Fink:Distfiles
Fink's strategy for bringing open source projects to OS X has been to construct a system which automatically compiles and installs open source software, using source files which fink fetches from their original locations.
One of the problems which emerged early on, though, was the problem of files which disappear from their original location. To work around this, the Distfiles portion of the project was started. Distfiles was originally shared between Fink and MacPorts (formerly DarwinPorts) but is now solely a Fink operation; it is currently hosted at opendarwin.org, with mirror sites located elsewhere.
A few times a day, the distfiles server downloads updated copies of the package databases of fink and darwinports, examines them for new sourcefiles, and attempts to download those sourcefiles. (The small handful of fink packages whose source files cannot be redistritubted freely are excluded from these downloads.) Integrity checking is done with MD5 checksums.
The fink software, in turn, gives users the option of searching this "distfiles" location, either before or after searching the original location. Most users elect to do this searching before, which makes the "distfiles" location the default download location for software for most fink users.

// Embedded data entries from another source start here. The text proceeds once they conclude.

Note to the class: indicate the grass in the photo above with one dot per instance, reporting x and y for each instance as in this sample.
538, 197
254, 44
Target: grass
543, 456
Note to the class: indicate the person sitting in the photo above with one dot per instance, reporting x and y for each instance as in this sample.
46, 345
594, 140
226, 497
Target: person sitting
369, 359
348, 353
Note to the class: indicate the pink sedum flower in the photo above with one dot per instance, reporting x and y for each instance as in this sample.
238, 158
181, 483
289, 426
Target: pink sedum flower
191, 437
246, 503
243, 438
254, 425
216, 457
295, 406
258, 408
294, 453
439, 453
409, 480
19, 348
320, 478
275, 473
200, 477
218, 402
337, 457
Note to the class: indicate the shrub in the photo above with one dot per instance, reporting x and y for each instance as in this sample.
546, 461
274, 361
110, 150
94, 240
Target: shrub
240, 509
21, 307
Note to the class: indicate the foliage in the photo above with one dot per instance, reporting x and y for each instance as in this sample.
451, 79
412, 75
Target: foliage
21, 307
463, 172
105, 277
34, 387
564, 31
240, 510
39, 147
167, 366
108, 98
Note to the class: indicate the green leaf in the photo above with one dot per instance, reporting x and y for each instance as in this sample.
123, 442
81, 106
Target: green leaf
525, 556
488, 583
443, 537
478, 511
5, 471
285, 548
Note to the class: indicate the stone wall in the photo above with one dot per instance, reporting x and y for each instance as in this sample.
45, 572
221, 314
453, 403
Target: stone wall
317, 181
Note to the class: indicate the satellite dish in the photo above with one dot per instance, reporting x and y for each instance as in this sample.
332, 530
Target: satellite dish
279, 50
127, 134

The distfiles repository layout is in the form of /<hash-algorithm>/<hash>/<filename>. For example: /md5/98800eaa4803fa5531eb74ad04f6c429/Font-TTF-0.35.tar.gz. Files should exist in all directories of all supported hashing functions through symlinks, although md5 is currently the only supported hashing function. For compatibility, the latest version (encountered by the mirroring script most recently) of a filename will appear in /, so Font-TTF-0.35.tar.gz would exist in it's hashed location as well as /Font-TTF-0.35.tar.gz, assuming it is the latest version of that filename. The hash and hash algorithm in the file path was implemented to deal with multiple files with the same filename but different hashes. This also keeps track of multiple files with the same hash, but different filenames. Note that files with the same hash are stored multiple times. This is to avoid problems with hash and name collisions, but different content. Distfile information is also stored in a mysql database on the file server. This is both a performance optimization and a management convenience. It is an optimization so all previous files and their hashes can be retrieved easily without need for recomputing their hash from the filesystem on every run of the script. Fink's input to the distfiles mirroring script is through the fetchall -i --dry-run interface from fink, and depends on the output format not changing.
The distfiles mirroring script is currently in CVS under scripts/distfiles/newmirror. The script is run periodically on the master distfiles machine. The script iterates through various config files, one for each supported Tree, and one for each branch (stable/unstable). Information about downloaded distfiles is stored in a mysql database. This prevents needing to re-checksum files on disk to compare if the .info file's checksum has changed from what was last downloaded.
To Do: There should be a periodic examination of the entire fink package database, to see if the download locations are still accurate. In cases in which the file is no longer available at the original location, the package maintainer should be notified (in situations where the upstream source is no longer available at all, the distfiles site can be used as the primary site).